Decreasing sequences

It occurred to me that I could think of two ways to generate a decreasing sequence. The built-in i. will do this:

   i. _7
6 5 4 3 2 1 0

But I could see a way to do it with self-reference $: or with iterate ^::

   (<:^:*^:a:) 7
7 6 5 4 3 2 1 0

This essentially says “iterate gathering results” ^:a: “while non-zero” ^:* “decrement” <:. This differs slightly from i. _7 because it includes the number 7, but whatever.

The self-reference $: method is a little longer:

   0:`(, $:@<:) @.* 7
7 6 5 4 3 2 1 0

Like any recursive function, we need a base case and an inductive case. Sentences like

f`g@.t

in J give you case analysis, so a sentence like:

0:`f @.*

is a strong clue that your base case maps 0 to 0 and runs all positive numbers through f, and that’s what’s happening here. So the next step is understanding , $:@<:. This is about as simple as self-reference can get: we’re making a hook (it means the same as ] , $:@<: if forks make more sense to you than hooks) basically using , to append the current value with the result of the recursive call. $:@<: says “apply myself after decrementing the argument”.

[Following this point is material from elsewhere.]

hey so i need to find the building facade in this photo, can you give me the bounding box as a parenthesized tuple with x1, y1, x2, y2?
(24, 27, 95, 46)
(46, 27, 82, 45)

This suggests an obvious way to get the increasing list, by just flipping around the arguments to , append:

   0:`($:@<: , ]) @.* 7
0 1 2 3 4 5 6 7

I’m sure the self-reference version is worse in performance terms, but there isn’t as straightforward a way to flip it around like this, so this counts as an advantage here.

Detecting palindromes

This is one thing where Prolog usually has a significant advantage over other languages, because you can make the relationship between palindromes and reflection explicit:

 palindrome(X) :- reverse(X, X).

However, J is still able to beat this:

palindrome =: -: |.

Match the value with its reflection.